Offset step value is determined at the stage of development by experiment or by the mathematical modeling based on providing a given level of efficiency of the problem solution of speech separation and pauses.
Envelope noise readings are calculated using the results of the spectral analysis performed for the previous“sliding window” position for the moments in time at which the current“sliding window” position was measured.

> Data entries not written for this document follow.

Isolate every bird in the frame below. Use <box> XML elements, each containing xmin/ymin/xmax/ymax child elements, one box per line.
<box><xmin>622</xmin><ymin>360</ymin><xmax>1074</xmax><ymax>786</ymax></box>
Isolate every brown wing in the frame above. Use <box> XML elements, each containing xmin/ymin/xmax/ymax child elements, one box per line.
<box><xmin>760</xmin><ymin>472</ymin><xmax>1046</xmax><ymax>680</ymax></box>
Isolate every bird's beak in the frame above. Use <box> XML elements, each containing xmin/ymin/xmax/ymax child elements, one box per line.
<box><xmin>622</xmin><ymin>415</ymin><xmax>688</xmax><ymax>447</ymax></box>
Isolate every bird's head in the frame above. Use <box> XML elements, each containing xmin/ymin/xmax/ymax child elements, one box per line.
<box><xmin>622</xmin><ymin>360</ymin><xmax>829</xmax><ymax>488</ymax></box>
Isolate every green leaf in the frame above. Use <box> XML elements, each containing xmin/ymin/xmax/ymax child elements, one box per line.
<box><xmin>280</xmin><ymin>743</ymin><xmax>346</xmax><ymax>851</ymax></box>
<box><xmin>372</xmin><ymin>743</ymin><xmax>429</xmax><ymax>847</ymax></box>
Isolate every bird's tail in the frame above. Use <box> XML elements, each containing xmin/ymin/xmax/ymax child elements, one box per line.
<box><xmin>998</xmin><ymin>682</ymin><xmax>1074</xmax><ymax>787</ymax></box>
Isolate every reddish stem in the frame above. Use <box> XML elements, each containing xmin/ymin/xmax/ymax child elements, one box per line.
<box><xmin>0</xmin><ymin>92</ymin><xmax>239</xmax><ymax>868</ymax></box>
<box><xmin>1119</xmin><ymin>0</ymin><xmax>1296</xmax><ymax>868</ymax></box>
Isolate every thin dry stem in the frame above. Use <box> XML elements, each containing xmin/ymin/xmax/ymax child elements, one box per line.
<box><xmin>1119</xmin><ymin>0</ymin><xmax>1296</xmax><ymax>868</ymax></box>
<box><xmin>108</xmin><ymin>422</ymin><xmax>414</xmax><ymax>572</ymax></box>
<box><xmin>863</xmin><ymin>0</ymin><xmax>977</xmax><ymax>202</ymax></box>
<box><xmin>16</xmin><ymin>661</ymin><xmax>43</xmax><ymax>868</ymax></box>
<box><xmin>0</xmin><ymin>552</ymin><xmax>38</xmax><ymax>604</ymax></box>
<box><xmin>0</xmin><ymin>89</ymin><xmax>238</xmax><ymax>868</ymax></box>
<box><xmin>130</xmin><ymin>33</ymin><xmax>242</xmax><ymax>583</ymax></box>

The calculated readings are subtracted from the sequence of readings taken for the current“sliding window” position.
Obtained values are compared with the threshold, the value of which is determined in advance, if none of the values does not exceed the threshold, it is considered that the noise has not changed.“Sliding window” is shifted to the value of the offset step and the described procedure is repeated;
This threshold value is determined at the stage of development by experiment or by the mathematical modeling based on providing a given level of efficiency of the problem solution of speech separation and pauses.
Otherwise, the frequencies, phases and amplitudes of the harmonic components are determined by spectral analysis using the values obtained by subtracting them from the samples taken for the current“sliding window” position of the calculated noise amplitude values.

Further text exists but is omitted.